Evaluation of the fill yarns effect on the out-of-plane compressive fatigue behavior for an unidirectional glass fiber reinforced epoxy composite

Understanding the out-of-plane mechanical behavior of composite materials is necessary to optimally design thick structures. In unidirectional laminates, the out-of-plane mechanical behavior is generally characterized by the in-plane data assuming transverse isotropy; nevertheless unidirectional woven contain a fraction of fill yarns that might change this property. To evaluate the fill yarns effect over the transverse isotropy, this work compares the in-plane mechanical performance to the out-of-plane behavior under a cyclic load for an epoxy glass fiber reinforced by a unidirectional weave. First, the quasi-static tensile and compression strengths were determined for both planes. Fatigue tests were then performed at 95%, 90%, 80% and 70% of the compressive strength using stress ratios of R = 2, R = 10 (in compression–compression fatigue) and the critical stress ratio defined by the quotient between the compressive and tensile strengths.

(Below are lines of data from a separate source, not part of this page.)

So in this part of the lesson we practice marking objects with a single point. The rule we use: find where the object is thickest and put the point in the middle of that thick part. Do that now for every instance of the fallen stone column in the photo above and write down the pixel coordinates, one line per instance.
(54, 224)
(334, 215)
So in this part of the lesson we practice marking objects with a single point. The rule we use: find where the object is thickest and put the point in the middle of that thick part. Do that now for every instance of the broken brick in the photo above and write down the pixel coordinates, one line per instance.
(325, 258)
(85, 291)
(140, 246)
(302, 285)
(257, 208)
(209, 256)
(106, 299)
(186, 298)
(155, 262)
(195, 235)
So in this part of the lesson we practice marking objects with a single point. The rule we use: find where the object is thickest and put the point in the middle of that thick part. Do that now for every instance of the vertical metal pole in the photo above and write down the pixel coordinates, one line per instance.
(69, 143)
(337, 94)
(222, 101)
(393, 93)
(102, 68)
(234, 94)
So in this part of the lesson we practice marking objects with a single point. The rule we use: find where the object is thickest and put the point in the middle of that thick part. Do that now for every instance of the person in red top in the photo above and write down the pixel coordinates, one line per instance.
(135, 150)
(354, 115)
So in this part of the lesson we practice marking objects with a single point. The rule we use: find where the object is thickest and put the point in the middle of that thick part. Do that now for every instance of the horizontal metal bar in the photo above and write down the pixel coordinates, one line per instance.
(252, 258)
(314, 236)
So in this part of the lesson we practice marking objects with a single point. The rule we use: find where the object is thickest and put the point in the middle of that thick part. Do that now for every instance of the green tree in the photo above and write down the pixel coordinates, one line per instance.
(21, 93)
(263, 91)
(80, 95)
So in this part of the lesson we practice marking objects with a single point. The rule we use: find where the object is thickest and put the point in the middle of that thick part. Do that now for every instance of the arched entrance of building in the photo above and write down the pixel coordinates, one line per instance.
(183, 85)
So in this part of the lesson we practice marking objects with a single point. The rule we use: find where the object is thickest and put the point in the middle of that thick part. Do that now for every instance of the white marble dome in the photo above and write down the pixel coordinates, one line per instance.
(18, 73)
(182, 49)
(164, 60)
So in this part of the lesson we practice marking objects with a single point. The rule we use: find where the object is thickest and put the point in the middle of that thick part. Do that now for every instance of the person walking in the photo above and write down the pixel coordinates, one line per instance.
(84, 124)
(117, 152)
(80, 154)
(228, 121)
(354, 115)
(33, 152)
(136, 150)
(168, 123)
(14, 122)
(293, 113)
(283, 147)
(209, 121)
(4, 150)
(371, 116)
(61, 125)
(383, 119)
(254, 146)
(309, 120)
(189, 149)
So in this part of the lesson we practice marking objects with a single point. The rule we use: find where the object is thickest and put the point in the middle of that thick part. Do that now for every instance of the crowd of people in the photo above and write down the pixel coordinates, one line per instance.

The results show that the quasi-static tensile strength depends on the plane, mainly due to the influence of the weave fill fibers. These fibers also influence the observed differences in compressive strength; however, the specimen geometry and boundary conditions also have an effect. Despite these differences, the fatigue strength detriment responds to the same causes and their magnitude in terms of the number of cycles is similar. An in-plane S – N curve of the compression–compression fatigue can be transformed into an out-of-plane curve using the compressive strength in both planes and vice versa.